For the first of these duties, it is enough to recall how much all subsequent prophecy derives from Hosea. We shall not exaggerate if we say that there is no truth uttered by later prophets about the Divine Grace, which we do not find in germ in him. Isaiah of Jerusalem was a greater statesman and a more powerful writer, but he had not Hosea's tenderness and insight into motive and character. Hosea's marvelous sympathy both with the people and with God is sufficient to foreshadow every grief, every hope, every gospel, which make the Books of Jeremiah and the great Prophet of the Exile exhaustless in their spiritual value for mankind. These others explored the kingdom of God: it was Hosea who took it by storm. Matthew 11:12 He is the first prophet of Grace, Israel's earliest Evangelist; yet with as keen a sense of law, and of the inevitableness of ethical discipline, as Amos himself.
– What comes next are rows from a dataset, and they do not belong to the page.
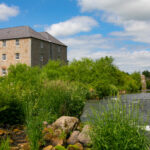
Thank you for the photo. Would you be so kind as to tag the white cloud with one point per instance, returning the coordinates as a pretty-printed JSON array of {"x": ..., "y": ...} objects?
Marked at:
[
  {"x": 72, "y": 26},
  {"x": 96, "y": 46},
  {"x": 132, "y": 15},
  {"x": 135, "y": 30},
  {"x": 8, "y": 11},
  {"x": 129, "y": 9}
]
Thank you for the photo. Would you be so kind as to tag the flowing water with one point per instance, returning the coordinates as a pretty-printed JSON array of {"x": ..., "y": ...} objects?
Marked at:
[{"x": 141, "y": 99}]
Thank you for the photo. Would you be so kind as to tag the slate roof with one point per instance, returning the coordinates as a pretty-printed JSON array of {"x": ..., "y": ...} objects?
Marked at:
[
  {"x": 26, "y": 32},
  {"x": 50, "y": 38}
]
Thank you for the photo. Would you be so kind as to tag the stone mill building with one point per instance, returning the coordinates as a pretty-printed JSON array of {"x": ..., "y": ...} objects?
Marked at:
[{"x": 24, "y": 45}]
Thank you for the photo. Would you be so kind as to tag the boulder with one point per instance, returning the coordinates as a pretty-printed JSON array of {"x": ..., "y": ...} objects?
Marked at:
[
  {"x": 50, "y": 147},
  {"x": 84, "y": 137},
  {"x": 66, "y": 123},
  {"x": 73, "y": 138},
  {"x": 77, "y": 146},
  {"x": 57, "y": 141},
  {"x": 24, "y": 146}
]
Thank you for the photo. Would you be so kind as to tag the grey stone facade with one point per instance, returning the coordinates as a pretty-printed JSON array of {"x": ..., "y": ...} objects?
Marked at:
[{"x": 24, "y": 45}]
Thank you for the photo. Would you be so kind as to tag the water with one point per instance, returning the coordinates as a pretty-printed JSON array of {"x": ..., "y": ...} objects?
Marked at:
[{"x": 141, "y": 99}]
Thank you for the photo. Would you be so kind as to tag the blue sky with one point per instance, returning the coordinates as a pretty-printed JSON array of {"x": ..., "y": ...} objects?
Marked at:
[{"x": 90, "y": 28}]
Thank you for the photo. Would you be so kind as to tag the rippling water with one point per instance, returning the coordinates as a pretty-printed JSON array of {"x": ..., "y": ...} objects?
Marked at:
[{"x": 142, "y": 99}]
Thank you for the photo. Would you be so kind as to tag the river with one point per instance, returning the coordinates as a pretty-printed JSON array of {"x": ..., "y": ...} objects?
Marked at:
[{"x": 142, "y": 99}]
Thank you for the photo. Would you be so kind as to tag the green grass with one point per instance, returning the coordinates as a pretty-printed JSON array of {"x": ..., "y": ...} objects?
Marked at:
[
  {"x": 4, "y": 144},
  {"x": 118, "y": 128}
]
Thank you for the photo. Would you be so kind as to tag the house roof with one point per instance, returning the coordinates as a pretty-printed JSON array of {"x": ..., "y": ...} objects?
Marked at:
[
  {"x": 50, "y": 38},
  {"x": 26, "y": 32}
]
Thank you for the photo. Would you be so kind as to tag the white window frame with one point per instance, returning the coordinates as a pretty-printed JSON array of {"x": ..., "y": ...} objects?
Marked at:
[
  {"x": 59, "y": 49},
  {"x": 4, "y": 57},
  {"x": 4, "y": 72},
  {"x": 41, "y": 58},
  {"x": 17, "y": 42},
  {"x": 42, "y": 44},
  {"x": 4, "y": 43},
  {"x": 17, "y": 56}
]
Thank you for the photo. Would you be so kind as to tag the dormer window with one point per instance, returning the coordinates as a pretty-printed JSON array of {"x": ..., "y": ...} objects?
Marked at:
[
  {"x": 3, "y": 56},
  {"x": 17, "y": 41},
  {"x": 42, "y": 45},
  {"x": 17, "y": 56},
  {"x": 4, "y": 43},
  {"x": 59, "y": 49},
  {"x": 3, "y": 71}
]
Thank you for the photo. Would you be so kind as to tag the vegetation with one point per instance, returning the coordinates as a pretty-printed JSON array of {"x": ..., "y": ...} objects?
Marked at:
[
  {"x": 117, "y": 127},
  {"x": 4, "y": 144},
  {"x": 32, "y": 95},
  {"x": 147, "y": 75}
]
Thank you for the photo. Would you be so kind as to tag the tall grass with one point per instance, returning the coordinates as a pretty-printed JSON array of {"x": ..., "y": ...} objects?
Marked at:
[
  {"x": 4, "y": 144},
  {"x": 55, "y": 99},
  {"x": 118, "y": 127}
]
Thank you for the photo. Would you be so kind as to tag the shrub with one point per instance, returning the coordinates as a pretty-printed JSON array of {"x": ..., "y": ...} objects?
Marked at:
[
  {"x": 117, "y": 127},
  {"x": 4, "y": 144}
]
But the task which Hosea accomplished was not one that could be accomplished once for all. The interest of his book is not merely historical. For so often as a generation is shocked out of its old religious ideals, as Amos shocked Israel, by a realism and a discovery of law, which have no respect for ideals, however ancient and however dear to the human heart, but work their own pitiless way to doom inevitable; so often must the Book of Hosea have a practical value for living men. At such a crisis we stand today. The older Evangelical assurance, the older Evangelical ideals have to some extent been rendered impossible by the realism to which the sciences, both physical and historical, have most healthily recalled us, and by their wonderful revelation of Law working through nature and society without respect to our creeds and pious hopes. The question presses: Is it still possible to believe in repentance and conversion, still possible to preach the power of God to save, whether the individual or society, from the forces of heredity and of habit? We can at least learn how Hosea mastered the very similar problem which Amos left to him, and how, with a moral realism no less stern than his predecessor and a moral standard every whit as high, he proclaimed Love to be the ultimate element in religion; not only because it moves man to a repentance and God to a redemption more sovereign than any law; but because if neglected or abused, whether as love of man or love of God, it enforces a doom still more inexorable than that required by violated truth or by outraged justice. Love our Savior, Love our almighty and unfailing Father, but, just because of this, Love our most awful Judge-we turn to the life and the message in which this eternal theme was first unfolded.